If China’s AI strategy is defined by a strong investment from the state into a slew of SMEs and America’s by the building-up of national champions from existing Big Tech, Europe’s is shaped by regulation. The EU has assigned €250 billion ($263 billion) to AI, with France alone pledging $114 billion. Yet between 2017 and 2018, European AI startups raised just $2.8 billion—far below the U.S. ($16.9 billion) and China ($13.5 billion). The continent’s fragmented capital markets and bureaucratic hurdles have slowed progress.

At the heart of Europe’s AI vision is the AI Act, a sweeping regulatory framework set to take effect in 2024. Designed to govern “high-risk” AI systems, it mandates compliance costs of around €400,000 ($423,000) per company—potentially reducing AI investment. But Europe is not entirely without ambition. 

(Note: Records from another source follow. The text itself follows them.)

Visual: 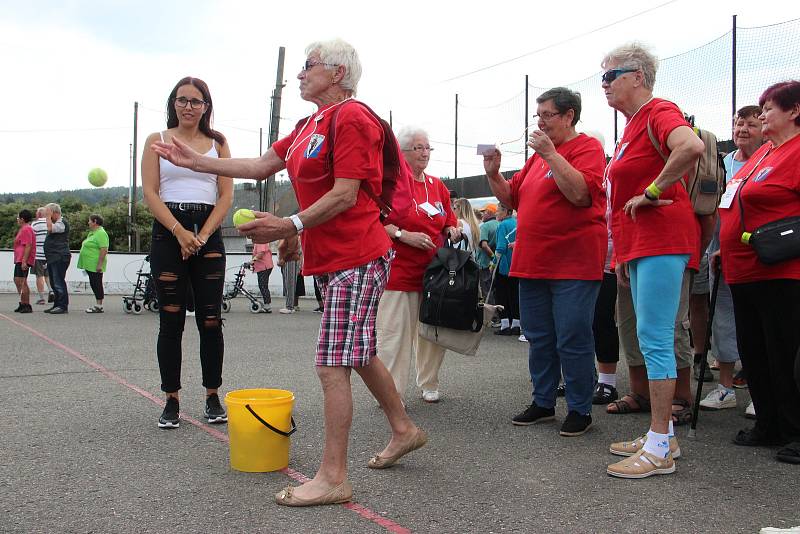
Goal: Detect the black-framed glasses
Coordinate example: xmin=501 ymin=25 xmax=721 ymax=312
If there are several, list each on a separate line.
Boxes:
xmin=600 ymin=69 xmax=639 ymax=83
xmin=533 ymin=111 xmax=563 ymax=121
xmin=175 ymin=96 xmax=208 ymax=109
xmin=303 ymin=59 xmax=338 ymax=72
xmin=410 ymin=145 xmax=433 ymax=152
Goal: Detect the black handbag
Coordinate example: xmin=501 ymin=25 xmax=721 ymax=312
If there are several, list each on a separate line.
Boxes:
xmin=736 ymin=150 xmax=800 ymax=265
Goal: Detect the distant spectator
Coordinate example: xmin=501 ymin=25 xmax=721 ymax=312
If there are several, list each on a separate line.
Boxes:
xmin=700 ymin=106 xmax=764 ymax=415
xmin=14 ymin=210 xmax=36 ymax=313
xmin=78 ymin=214 xmax=108 ymax=313
xmin=453 ymin=198 xmax=481 ymax=251
xmin=494 ymin=204 xmax=521 ymax=337
xmin=44 ymin=202 xmax=72 ymax=315
xmin=31 ymin=207 xmax=55 ymax=305
xmin=252 ymin=243 xmax=275 ymax=313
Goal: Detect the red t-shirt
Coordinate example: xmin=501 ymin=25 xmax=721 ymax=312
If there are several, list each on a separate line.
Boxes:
xmin=14 ymin=224 xmax=36 ymax=265
xmin=509 ymin=134 xmax=607 ymax=280
xmin=719 ymin=135 xmax=800 ymax=284
xmin=386 ymin=174 xmax=457 ymax=291
xmin=608 ymin=98 xmax=700 ymax=269
xmin=272 ymin=103 xmax=391 ymax=275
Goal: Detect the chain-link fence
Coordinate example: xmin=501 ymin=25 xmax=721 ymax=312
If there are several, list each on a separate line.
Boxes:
xmin=450 ymin=15 xmax=800 ymax=187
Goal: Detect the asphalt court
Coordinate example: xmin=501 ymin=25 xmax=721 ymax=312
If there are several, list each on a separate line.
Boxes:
xmin=0 ymin=295 xmax=800 ymax=533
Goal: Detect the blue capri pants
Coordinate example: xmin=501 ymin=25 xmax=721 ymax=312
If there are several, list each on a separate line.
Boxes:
xmin=628 ymin=254 xmax=689 ymax=380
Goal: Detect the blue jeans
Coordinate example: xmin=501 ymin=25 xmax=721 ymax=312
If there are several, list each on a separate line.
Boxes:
xmin=519 ymin=278 xmax=600 ymax=415
xmin=47 ymin=257 xmax=70 ymax=310
xmin=628 ymin=254 xmax=689 ymax=380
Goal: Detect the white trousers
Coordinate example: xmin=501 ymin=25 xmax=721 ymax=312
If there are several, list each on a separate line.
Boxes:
xmin=376 ymin=291 xmax=446 ymax=398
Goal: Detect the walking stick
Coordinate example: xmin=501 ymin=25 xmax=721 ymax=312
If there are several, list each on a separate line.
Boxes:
xmin=688 ymin=256 xmax=722 ymax=439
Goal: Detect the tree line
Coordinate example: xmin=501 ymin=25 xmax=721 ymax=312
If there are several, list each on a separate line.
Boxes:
xmin=0 ymin=194 xmax=153 ymax=252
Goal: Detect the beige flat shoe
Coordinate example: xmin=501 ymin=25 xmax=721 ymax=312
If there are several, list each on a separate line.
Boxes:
xmin=367 ymin=428 xmax=428 ymax=469
xmin=606 ymin=449 xmax=675 ymax=478
xmin=608 ymin=434 xmax=681 ymax=460
xmin=275 ymin=480 xmax=353 ymax=507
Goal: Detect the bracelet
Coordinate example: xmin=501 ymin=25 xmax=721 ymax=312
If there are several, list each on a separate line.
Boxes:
xmin=645 ymin=184 xmax=663 ymax=200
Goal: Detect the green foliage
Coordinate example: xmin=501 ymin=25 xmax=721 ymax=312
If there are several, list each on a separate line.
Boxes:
xmin=0 ymin=197 xmax=153 ymax=252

Its Horizon Europe program allocated €2.6 billion to AI in 2021-2022, adding €112 million in April 2024, including €50 million for large AI models and €15 million for AI transparency. Meanwhile, the Digital Europe Programme has invested over €1 billion in AI since 2021 and plans to inject another €4 billion by 2027. However, the bloc cannot be considered to be in the AI race.

AI is a Weapon

The irony is that China, a nominally communist country, is no more “statist” in its development of AI than the US. It may actually be harnessing market competition to a greater degree than the US, whose Tech giants foreclose SME market entry to a degree.

China’s AI model has had its “Sputnik moment” with Deep Seek and seems to be innovating beyond what US firms have produced. We now must wait to see whether Project Stargate offers an effective, competitive model for investment and innovation. 

One thing is clear: AI is no longer just about innovation. It is about economic power and hegemony. In fact, it may be the principal arena in which US unipolarity is now being contested, and in which those powers set to dominate a future multipolar world are being ranked.

Statement

The global AI race is helping shape economic and geopolitical power. The US leads in private AI investment, with $290 billion fueling tech giants and national security initiatives like Project Stargate. China, backed by $912 billion in government VC, strategically directs AI growth, now leading in robotics and surveillance tech. Europe, by contrast, prioritizes regulation over innovation, potentially stifling its competitiveness. As China’s AI prowess rises and the US seeks to maintain dominance, AI is no longer just about technology—it’s the battleground for economic supremacy in an increasingly multipolar world.